Paynes South Down Bee Farms – English Honey
Based in the South Downs, which stretch across Sussex, Kent and Surrey, Paynes are able to draw on the influence of a wide array of flora for bees to forage, while the South Down National Park provides a safe and natural environment. Paynes go to extra lengths to produce the best possible product, ensuring that hive locations are perfectly balanced to offer a high quality of nectar and honey.
Their traditional beekeeping methods avoid modern technology and ensure that there is minimal disruption to the hives, while their honey harvesting is carried out twice a year, in May and August. The result is a memorable local honey with a subtle, but beautiful taste.
Maters & Co – Pure Raw Orange Blossom Honey
This honey provides a delicate taste and an attractive amber colouring, for a real treat. The subtle hints of citrus in a spoonful of this honey provide a gentle tang without being overpowering, and the floral undertones add extra freshness. Maters & Co always draw their honey from sustainable hives, and never pasteurise the product, preserving natural vitamins, enzymes and nutrients.
Urban Bees – Regent’s Park Raw Honey
Although beekeeping is facing severe pressures, caused by habitat and pest challenges, one bright spot is the burgeoning urban community of beekeeping. Urban Bees is one of the best producers working in this niche. Their bees harvest flowers in the Regent’s Canal and Camley Street Natural Park areas of London, as well as the flowers growing in the railway sidings at Euston and St Pancras, and the variety of parks and residential gardens in the area. The result is this delightful and fragrant floral honey that has definitely gone down well with consumers all over England.

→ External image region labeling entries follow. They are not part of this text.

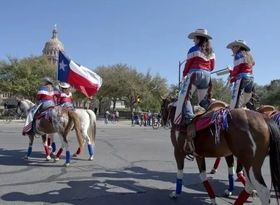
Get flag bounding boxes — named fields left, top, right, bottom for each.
left=57, top=51, right=102, bottom=97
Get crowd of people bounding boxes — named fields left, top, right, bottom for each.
left=131, top=111, right=161, bottom=127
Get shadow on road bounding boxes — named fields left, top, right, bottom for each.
left=1, top=167, right=256, bottom=205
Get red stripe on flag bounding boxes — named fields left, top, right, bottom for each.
left=68, top=69, right=98, bottom=97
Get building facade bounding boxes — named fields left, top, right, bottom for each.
left=43, top=25, right=64, bottom=65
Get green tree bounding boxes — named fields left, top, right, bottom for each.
left=95, top=64, right=168, bottom=112
left=0, top=56, right=55, bottom=99
left=256, top=80, right=280, bottom=107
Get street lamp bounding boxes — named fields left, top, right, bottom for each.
left=178, top=59, right=187, bottom=90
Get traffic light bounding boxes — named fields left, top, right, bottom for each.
left=137, top=95, right=141, bottom=103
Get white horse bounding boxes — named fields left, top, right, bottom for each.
left=55, top=109, right=96, bottom=160
left=17, top=99, right=96, bottom=164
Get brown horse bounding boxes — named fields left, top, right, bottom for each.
left=161, top=98, right=280, bottom=205
left=26, top=106, right=83, bottom=166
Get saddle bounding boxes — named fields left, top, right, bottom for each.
left=256, top=105, right=277, bottom=118
left=185, top=101, right=228, bottom=159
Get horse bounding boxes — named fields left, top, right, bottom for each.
left=16, top=97, right=56, bottom=160
left=18, top=99, right=96, bottom=164
left=161, top=98, right=280, bottom=205
left=55, top=109, right=96, bottom=161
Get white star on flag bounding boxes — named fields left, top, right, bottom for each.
left=59, top=60, right=67, bottom=71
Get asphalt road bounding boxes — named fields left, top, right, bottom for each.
left=0, top=121, right=276, bottom=205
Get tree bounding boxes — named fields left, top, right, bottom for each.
left=0, top=56, right=55, bottom=99
left=256, top=80, right=280, bottom=107
left=95, top=64, right=167, bottom=112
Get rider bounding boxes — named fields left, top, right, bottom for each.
left=22, top=77, right=55, bottom=135
left=227, top=40, right=255, bottom=184
left=174, top=29, right=215, bottom=126
left=227, top=40, right=255, bottom=109
left=57, top=82, right=74, bottom=109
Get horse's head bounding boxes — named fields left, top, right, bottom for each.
left=256, top=105, right=277, bottom=117
left=160, top=96, right=177, bottom=126
left=16, top=99, right=35, bottom=115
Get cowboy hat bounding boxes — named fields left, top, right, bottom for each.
left=59, top=82, right=70, bottom=89
left=188, top=28, right=212, bottom=39
left=227, top=40, right=250, bottom=51
left=43, top=77, right=53, bottom=84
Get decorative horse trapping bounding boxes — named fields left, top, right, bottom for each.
left=161, top=99, right=280, bottom=205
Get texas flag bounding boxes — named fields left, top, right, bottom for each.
left=57, top=51, right=102, bottom=97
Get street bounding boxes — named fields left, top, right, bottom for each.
left=0, top=121, right=276, bottom=205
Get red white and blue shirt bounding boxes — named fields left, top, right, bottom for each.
left=57, top=92, right=73, bottom=105
left=183, top=45, right=215, bottom=77
left=230, top=51, right=254, bottom=83
left=36, top=85, right=54, bottom=103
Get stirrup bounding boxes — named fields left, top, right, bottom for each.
left=185, top=140, right=199, bottom=161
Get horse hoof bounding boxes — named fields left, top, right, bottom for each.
left=250, top=190, right=258, bottom=199
left=23, top=155, right=29, bottom=160
left=169, top=191, right=177, bottom=199
left=225, top=189, right=232, bottom=197
left=53, top=157, right=59, bottom=162
left=46, top=156, right=52, bottom=161
left=209, top=169, right=217, bottom=174
left=211, top=198, right=217, bottom=205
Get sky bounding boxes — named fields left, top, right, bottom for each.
left=0, top=0, right=280, bottom=85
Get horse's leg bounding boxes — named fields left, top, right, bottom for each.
left=234, top=170, right=254, bottom=205
left=73, top=128, right=85, bottom=157
left=169, top=148, right=185, bottom=198
left=225, top=155, right=234, bottom=196
left=48, top=134, right=56, bottom=156
left=86, top=136, right=94, bottom=161
left=249, top=166, right=270, bottom=205
left=54, top=134, right=65, bottom=161
left=210, top=157, right=221, bottom=174
left=42, top=134, right=52, bottom=161
left=196, top=157, right=217, bottom=205
left=236, top=160, right=246, bottom=186
left=24, top=135, right=34, bottom=159
left=169, top=130, right=186, bottom=198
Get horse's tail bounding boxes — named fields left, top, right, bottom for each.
left=86, top=109, right=96, bottom=144
left=266, top=119, right=280, bottom=202
left=64, top=111, right=83, bottom=149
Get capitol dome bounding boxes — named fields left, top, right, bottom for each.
left=43, top=25, right=64, bottom=64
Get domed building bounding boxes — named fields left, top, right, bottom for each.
left=43, top=25, right=64, bottom=64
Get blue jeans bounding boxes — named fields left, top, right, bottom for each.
left=179, top=69, right=211, bottom=120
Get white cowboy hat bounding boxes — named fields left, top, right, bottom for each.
left=227, top=40, right=251, bottom=51
left=43, top=77, right=53, bottom=84
left=188, top=28, right=212, bottom=39
left=59, top=82, right=70, bottom=89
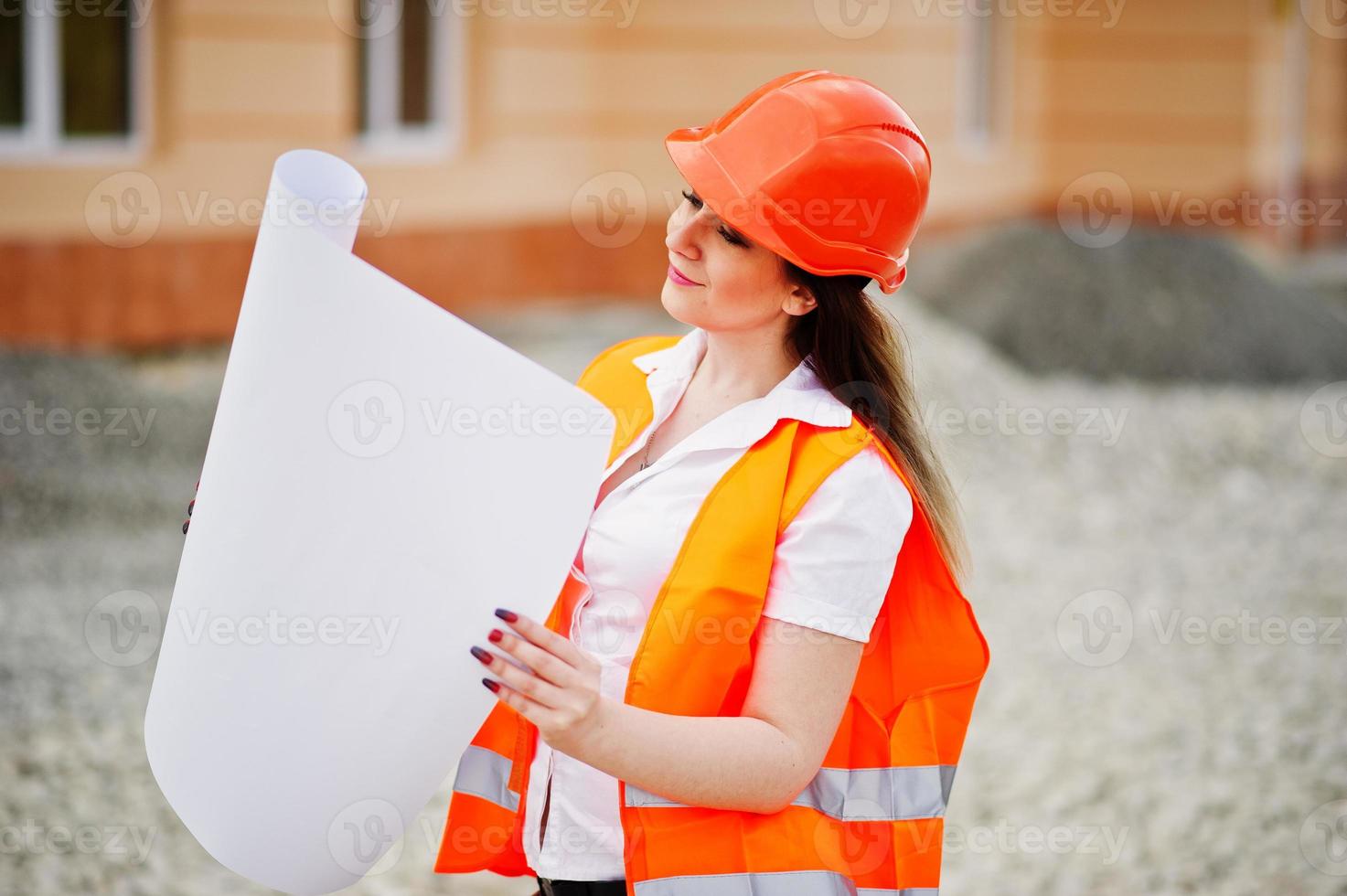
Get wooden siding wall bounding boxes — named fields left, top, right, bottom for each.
left=0, top=0, right=1347, bottom=347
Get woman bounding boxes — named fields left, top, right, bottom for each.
left=435, top=70, right=988, bottom=896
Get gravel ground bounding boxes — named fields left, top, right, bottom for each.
left=912, top=221, right=1347, bottom=384
left=0, top=291, right=1347, bottom=896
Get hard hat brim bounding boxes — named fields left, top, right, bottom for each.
left=664, top=128, right=906, bottom=293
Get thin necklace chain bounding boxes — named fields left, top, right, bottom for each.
left=636, top=424, right=655, bottom=473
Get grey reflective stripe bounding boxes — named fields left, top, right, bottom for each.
left=633, top=870, right=937, bottom=896
left=791, top=765, right=955, bottom=822
left=625, top=765, right=957, bottom=822
left=454, top=745, right=518, bottom=813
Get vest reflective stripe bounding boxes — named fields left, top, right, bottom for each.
left=624, top=765, right=957, bottom=822
left=454, top=746, right=518, bottom=813
left=633, top=870, right=939, bottom=896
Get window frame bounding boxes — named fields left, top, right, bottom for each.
left=353, top=0, right=465, bottom=160
left=955, top=4, right=1014, bottom=156
left=0, top=0, right=155, bottom=165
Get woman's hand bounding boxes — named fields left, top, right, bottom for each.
left=473, top=611, right=607, bottom=759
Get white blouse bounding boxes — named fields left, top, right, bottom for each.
left=523, top=327, right=912, bottom=880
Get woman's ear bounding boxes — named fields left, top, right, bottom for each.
left=781, top=283, right=818, bottom=315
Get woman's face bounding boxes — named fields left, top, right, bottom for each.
left=660, top=190, right=814, bottom=330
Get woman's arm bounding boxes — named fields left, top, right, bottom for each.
left=478, top=614, right=865, bottom=813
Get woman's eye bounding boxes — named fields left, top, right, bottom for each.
left=683, top=190, right=748, bottom=245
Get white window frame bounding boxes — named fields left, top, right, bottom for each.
left=955, top=3, right=1013, bottom=156
left=356, top=0, right=465, bottom=160
left=0, top=0, right=154, bottom=165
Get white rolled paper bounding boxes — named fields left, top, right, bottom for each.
left=145, top=150, right=615, bottom=895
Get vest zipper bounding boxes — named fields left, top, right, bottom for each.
left=538, top=738, right=553, bottom=854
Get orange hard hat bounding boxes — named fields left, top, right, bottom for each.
left=664, top=69, right=931, bottom=293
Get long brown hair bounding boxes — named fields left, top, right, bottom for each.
left=781, top=259, right=967, bottom=581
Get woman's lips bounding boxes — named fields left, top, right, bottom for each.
left=669, top=264, right=701, bottom=285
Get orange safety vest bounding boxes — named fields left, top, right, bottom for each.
left=435, top=336, right=990, bottom=896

Bees and Co – Wild Countryside British Honey
Based in the Peterborough area, of England, Bees and Co have produced some lovely honey products, and their Wild Countryside British Honey is one of the most successful, landing a Great Taste Award in 2018. It is produced from honey harvested in the summer months when bees are able to gather pollen and nectar from the greatest possible array of sources, including hedgerows, wild flowers and lime trees, which helps to provide this runny honey with a pleasing citrus edge. It has a unique flavour and is versatile enough for use with breakfast cereals, tea or desserts.
Fortnum & Mason – Acacia Chunk Comb Honey Amphora
For the ultimate in English honey, Fortnum and Mason sell this expensive honey jar that features a chunk of pure honeycomb. The honey itself has a powerful flavour that is floral and slightly fruity though with a mild taste. This makes it the ideal partner for cheese, yoghurt or to spread on toast. Although it is one of the most expensive English honeys you will come across, it packs quite a punch so it will last longer than you might think.